As an example, the test masses are hung at the ends suspended from wire. This makes it very easy for them to move horizontally (actually, along a circular arc whose tangent is horizontal, but the movements are small enough that the distinction is unimportant), but they won’t so easily move vertically. To do a vertical equivalent, you’d need to hang it from springs, and then you’d need to worry about perfectly characterizing the elastic and other material properties of those springs (which would probably change with time, even).
No, it isn’t. Setting aside all of the difficulties of building the device to fit into an underground borehole where it cannot readily be accessed for maintenance or upgrade, the fact is that such a cavity would have to be bored, reinforced and isolated against tectonic movement, and all other manner of problems that would come along with it.
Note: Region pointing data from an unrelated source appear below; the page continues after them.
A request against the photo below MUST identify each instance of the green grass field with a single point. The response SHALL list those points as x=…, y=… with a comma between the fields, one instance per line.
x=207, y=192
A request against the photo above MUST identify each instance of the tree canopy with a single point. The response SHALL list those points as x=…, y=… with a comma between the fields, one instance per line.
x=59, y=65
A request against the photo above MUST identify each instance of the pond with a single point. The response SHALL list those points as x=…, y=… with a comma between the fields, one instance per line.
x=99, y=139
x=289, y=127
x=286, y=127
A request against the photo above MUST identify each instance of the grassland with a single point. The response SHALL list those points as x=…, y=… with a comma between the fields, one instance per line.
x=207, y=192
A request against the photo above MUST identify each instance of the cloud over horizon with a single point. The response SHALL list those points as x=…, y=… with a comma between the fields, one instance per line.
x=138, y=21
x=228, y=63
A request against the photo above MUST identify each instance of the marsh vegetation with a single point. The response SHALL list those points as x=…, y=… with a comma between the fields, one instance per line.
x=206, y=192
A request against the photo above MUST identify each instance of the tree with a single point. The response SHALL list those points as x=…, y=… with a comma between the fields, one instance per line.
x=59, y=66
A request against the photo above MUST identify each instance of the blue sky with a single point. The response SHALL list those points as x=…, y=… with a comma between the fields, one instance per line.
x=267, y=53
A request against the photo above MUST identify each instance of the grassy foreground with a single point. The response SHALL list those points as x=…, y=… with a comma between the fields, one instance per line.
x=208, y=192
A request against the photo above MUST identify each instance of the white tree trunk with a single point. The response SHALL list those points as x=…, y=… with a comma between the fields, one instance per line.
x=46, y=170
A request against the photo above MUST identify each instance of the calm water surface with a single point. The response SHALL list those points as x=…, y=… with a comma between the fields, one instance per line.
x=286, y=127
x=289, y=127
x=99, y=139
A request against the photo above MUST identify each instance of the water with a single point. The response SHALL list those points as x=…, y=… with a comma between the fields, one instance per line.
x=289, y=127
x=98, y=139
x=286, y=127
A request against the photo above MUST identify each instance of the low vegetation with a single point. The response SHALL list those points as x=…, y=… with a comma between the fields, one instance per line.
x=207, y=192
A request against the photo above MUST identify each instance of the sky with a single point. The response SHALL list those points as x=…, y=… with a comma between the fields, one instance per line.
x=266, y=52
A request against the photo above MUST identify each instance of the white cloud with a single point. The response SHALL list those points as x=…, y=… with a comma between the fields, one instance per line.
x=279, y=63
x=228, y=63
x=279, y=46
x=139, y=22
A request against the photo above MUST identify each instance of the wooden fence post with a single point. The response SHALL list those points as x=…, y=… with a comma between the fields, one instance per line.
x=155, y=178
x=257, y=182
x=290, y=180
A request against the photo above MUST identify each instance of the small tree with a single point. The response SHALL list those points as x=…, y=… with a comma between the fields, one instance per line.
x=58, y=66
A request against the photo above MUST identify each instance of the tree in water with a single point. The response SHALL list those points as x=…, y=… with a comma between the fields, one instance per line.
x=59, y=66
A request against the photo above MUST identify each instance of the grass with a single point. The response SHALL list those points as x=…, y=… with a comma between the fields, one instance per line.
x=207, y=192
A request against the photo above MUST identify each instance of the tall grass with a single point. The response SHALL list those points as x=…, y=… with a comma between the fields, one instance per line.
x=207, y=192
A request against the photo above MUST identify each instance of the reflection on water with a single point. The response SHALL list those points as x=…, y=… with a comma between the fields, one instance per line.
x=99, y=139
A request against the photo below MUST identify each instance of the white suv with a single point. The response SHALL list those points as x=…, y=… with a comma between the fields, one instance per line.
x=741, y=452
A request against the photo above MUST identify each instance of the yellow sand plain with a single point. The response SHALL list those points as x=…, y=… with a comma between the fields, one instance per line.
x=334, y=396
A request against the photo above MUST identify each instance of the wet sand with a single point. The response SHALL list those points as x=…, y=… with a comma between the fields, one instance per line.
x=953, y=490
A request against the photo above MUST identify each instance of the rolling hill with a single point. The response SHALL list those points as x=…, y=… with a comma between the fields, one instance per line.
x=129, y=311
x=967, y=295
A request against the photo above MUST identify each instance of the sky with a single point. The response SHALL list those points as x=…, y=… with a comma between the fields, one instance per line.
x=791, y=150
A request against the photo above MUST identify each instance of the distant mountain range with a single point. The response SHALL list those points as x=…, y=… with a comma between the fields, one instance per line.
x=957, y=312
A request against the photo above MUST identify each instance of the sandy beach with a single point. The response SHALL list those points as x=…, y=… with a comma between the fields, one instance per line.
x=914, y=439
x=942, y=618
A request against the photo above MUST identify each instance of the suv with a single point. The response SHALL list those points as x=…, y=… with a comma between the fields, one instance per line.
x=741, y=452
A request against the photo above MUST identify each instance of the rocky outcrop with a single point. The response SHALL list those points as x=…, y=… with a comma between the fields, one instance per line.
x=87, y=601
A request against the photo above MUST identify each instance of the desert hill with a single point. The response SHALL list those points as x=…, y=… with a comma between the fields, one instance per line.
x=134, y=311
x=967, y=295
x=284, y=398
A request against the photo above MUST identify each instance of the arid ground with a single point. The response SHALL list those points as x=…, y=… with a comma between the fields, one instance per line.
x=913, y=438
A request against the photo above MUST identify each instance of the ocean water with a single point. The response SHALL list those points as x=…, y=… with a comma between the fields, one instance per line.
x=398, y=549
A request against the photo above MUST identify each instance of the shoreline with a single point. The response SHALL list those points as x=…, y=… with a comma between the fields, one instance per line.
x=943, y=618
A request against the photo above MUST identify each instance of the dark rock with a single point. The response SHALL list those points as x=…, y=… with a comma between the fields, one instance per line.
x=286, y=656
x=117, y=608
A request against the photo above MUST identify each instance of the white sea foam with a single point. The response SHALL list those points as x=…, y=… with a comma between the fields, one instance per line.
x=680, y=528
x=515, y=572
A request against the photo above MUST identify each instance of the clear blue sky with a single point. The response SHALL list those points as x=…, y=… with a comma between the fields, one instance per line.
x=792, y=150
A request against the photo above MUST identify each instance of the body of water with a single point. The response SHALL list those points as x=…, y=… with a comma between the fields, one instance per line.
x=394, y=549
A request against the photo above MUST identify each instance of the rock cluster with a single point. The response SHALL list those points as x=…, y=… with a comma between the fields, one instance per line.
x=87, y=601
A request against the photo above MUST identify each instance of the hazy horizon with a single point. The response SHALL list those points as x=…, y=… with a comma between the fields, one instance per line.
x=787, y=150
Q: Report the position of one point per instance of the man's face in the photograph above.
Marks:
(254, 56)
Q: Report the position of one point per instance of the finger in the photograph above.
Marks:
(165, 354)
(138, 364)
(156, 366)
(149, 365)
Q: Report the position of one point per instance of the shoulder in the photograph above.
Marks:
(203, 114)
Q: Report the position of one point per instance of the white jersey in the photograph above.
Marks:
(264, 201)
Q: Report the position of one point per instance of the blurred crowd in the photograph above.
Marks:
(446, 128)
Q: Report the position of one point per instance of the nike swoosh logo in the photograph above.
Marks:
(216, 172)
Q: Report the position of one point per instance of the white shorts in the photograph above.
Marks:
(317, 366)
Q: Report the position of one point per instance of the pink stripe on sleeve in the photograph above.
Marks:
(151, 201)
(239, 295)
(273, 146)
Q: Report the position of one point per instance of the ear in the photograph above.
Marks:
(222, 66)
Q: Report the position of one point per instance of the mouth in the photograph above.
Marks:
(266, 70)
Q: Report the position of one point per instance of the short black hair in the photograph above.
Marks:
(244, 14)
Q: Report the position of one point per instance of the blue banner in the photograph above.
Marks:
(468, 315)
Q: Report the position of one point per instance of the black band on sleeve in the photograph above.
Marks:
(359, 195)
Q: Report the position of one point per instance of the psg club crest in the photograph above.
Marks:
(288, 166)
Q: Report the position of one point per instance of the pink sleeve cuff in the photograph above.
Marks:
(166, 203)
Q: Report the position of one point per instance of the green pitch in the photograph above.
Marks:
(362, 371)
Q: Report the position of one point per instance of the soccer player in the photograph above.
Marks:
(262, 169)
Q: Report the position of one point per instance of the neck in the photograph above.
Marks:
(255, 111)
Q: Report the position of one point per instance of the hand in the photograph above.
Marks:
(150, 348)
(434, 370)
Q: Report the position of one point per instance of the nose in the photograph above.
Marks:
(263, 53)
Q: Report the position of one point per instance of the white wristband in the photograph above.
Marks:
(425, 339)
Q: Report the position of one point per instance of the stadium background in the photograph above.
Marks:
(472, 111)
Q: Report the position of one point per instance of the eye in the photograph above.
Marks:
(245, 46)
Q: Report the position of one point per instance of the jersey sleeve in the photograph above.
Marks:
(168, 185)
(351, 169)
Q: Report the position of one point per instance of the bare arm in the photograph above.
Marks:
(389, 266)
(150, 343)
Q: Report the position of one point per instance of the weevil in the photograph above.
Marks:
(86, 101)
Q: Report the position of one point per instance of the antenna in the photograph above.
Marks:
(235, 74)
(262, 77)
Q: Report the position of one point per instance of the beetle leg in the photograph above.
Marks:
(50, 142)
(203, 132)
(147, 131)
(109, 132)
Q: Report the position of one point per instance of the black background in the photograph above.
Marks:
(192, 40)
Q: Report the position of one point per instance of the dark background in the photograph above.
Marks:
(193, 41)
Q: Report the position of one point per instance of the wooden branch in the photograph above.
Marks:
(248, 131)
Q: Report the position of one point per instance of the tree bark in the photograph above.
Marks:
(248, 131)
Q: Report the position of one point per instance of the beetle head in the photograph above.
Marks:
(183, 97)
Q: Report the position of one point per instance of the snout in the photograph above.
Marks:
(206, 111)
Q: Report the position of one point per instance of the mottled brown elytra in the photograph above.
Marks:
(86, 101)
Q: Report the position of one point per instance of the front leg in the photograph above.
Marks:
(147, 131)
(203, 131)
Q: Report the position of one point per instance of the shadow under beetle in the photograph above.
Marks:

If there were any advantage to constructing an interferometer with arms in three orthogonal axes, it would be easier (though far from trivial) to construct it upward where it can at least be accessed, although the maximum construction height and fidelity of measurement would be limited.
As scr4 and Chronos note, it would be better (as well as cheaper and easier) to simply build more detectors at different parts of the globe which would allow a measurement of direction and estimate of distance. Better yet would be to position interferometers in different solar orbits, increasing the precision of measurement by orders of magnitude as well as signals at much far lower frequencies (in the mHz range instead of tens of Hz) and the ability to look at gravitational waves emitted by cosmic-scale structures.
Stranger
Oh, and an aside about those wires they’re hanging from: As with everything else on the project, the engineers calculated the necessary properties for those wires to within a how-do-you-do… and then discovered that folks had been making wires with the necessary properties and to the necessary precision for centuries. It’s just standard off-the-shelf piano wire. I’m sure it’s comforting, among all of the 40-kg flawless sapphire crystals and 4-km long deep-vacuum chambers and so on, to find something that’s just off the shelf.
I was referring to multiple sites, not the 3D one.